Chile Spice Rub

This rub is the reason we return over and over again to our favorite lunch spot in Burlington, Vermont: Penny Cluse Cafe. Although we prefer the blend of chiles given here, any combination of 12 dried chiles will give you a delicious, spicy result. Use on: Extra-firm tofu, shrimp, scallops, salmon, mahi-mahi, chicken, pork, beef, lamb (see Tip)

Servings:
48
Yield:
1 cup

Ingredients

  • 4 dried New Mexico chiles

  • 4 dried cascabel chiles

  • 4 dried ancho chiles

  • ½ cup cumin seeds

  • ¼ cup paprika

  • ¼ cup dried oregano

  • 3 tablespoons kosher salt

Directions

  1. Preheat oven to 400 degrees F.

  2. Stem and seed chiles. Spread them on a small baking sheet and roast until fragrant, about 4 minutes. Transfer to a medium bowl.
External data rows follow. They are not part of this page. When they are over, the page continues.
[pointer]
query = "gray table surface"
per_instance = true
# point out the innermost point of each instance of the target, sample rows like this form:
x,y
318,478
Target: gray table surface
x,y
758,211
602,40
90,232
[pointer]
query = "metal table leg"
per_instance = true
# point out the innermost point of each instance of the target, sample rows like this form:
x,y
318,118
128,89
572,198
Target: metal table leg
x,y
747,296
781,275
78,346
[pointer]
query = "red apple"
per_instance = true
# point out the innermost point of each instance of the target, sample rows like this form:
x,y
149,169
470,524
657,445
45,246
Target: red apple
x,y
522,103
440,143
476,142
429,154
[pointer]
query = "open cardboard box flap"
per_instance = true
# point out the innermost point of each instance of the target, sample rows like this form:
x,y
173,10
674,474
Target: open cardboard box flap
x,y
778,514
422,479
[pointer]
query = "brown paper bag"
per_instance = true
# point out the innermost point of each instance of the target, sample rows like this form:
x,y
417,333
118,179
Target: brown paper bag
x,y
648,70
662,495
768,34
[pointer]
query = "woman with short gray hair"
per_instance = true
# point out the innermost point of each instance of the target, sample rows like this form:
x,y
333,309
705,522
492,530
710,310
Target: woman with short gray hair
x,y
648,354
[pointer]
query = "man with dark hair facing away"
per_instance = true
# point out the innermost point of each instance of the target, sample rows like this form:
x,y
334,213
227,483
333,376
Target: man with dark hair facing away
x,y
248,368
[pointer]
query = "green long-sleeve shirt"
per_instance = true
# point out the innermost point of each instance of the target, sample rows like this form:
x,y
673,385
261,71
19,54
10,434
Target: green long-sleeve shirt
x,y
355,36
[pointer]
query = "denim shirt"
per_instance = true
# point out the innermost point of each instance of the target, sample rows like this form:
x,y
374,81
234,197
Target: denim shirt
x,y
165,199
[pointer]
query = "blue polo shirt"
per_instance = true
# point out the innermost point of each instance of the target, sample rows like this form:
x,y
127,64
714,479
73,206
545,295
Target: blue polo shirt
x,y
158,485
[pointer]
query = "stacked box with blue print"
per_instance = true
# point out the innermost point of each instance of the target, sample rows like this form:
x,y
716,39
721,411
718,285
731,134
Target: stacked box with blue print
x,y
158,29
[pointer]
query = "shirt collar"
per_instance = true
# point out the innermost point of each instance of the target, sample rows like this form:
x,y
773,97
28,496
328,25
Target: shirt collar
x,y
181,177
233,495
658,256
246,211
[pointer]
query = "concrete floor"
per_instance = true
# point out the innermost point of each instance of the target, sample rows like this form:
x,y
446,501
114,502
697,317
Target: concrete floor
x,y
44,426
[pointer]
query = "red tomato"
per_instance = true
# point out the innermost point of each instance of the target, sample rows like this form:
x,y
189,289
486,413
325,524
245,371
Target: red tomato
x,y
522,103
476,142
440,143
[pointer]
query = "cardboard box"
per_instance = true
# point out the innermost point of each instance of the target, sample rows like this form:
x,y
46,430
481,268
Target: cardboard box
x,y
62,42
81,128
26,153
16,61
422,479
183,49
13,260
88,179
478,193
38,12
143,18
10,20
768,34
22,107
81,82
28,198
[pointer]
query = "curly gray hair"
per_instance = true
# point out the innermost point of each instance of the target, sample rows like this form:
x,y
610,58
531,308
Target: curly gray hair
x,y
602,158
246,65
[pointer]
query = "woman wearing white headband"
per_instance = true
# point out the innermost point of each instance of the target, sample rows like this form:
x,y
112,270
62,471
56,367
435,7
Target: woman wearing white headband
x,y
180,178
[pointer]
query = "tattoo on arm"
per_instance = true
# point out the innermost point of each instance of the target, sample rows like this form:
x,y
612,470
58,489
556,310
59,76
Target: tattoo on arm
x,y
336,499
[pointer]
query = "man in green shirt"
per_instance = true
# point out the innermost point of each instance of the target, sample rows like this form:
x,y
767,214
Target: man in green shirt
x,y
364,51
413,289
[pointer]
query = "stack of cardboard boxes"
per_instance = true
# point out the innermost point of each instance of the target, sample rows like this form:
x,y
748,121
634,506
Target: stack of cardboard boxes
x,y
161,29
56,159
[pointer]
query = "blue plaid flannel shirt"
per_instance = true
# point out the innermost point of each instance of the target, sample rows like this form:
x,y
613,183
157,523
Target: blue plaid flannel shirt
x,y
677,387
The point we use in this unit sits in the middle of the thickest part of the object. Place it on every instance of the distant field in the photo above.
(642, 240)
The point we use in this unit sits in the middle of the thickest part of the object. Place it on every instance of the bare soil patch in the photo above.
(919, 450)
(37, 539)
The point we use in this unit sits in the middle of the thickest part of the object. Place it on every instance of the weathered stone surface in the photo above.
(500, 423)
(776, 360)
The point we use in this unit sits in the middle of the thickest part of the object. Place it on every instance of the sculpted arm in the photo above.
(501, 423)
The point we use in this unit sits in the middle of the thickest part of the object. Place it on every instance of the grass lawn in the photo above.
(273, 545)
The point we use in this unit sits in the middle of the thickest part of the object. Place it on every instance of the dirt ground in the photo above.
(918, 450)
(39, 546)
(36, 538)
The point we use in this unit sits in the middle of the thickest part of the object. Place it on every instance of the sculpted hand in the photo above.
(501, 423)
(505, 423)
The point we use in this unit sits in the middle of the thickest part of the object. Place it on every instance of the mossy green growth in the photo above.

  3. Spread cumin seeds on the baking sheet and roast until smoking and very fragrant, about 6 minutes. Stir in oregano and roast for 2 minutes more. Add to the bowl with the chiles, then add paprika and salt; stir to combine. Let cool slightly. Transfer to a food processor and process until the mixture is finely ground. Store in an airtight container for up to 3 months.

  4. Measure out 2 tablespoons of the rub. Using your hands, rub it evenly onto 1 1/2 pounds (6 servings) of your chosen protein just before grilling.

Tips

Tip: Follow the marinating times, cooking times and temperatures below for juicy, perfect grilling results. All cooking times based on medium-high grill temperature and cooking with the grill lid closed.

EXTRA-FIRM TOFU:
30 minutes to overnight;
2-3 minutes per side

SALMON FILLET:
30 minutes;
3-5 minutes per side

CHICKEN BREAST/CHICKEN THIGHS (boneless, skinless):
2 hours to overnight;
6-8 minutes per side; 165 degrees F

DUCK BREAST (boneless, skinless):
2 hours to overnight;
4-8 minutes per side; 150 degrees F

PORK CHOPS (bone-in, 3/4-inch thick):
2 hours to overnight;
3-4 minutes per side; 145 degrees F

PORK TENDERLOIN:
2 hours to overnight;
14-16 minutes, turning occasionally; 145 degrees F

FLANK STEAK/STRIP STEAK:
2 hours to overnight;
4-8 minutes per side; 140 degrees F

LAMB LOIN CHOPS:
2 hours to overnight;
5-6 minutes per side; 145 degrees F for medium

Nutrition Facts (per serving)

11 Calories
1g Fat
2g Carbs
1g Protein
Nutrition Facts
Servings Per Recipe 48
Calories 11
% Daily Value *
Total Fat 1g 1%
Saturated Fat 0g 1%
Sodium 363mg 16%
Total Carbohydrate 2g 1%
Dietary Fiber 1g 3%
Total Sugars 0g
Protein 1g
Vitamin C 1mg 5%
Calcium 18mg 1%
Iron 1mg 7%
Potassium 75mg 2%

* Percent Daily Values are based on a 2,000 calorie diet. Your daily values may be higher or lower depending on your calorie needs.

** Nutrient information is not available for all ingredients. Amount is based on available nutrient data.

(-) Information is not currently available for this nutrient. If you are following a medically restrictive diet, please consult your doctor or registered dietitian before preparing this recipe for personal consumption.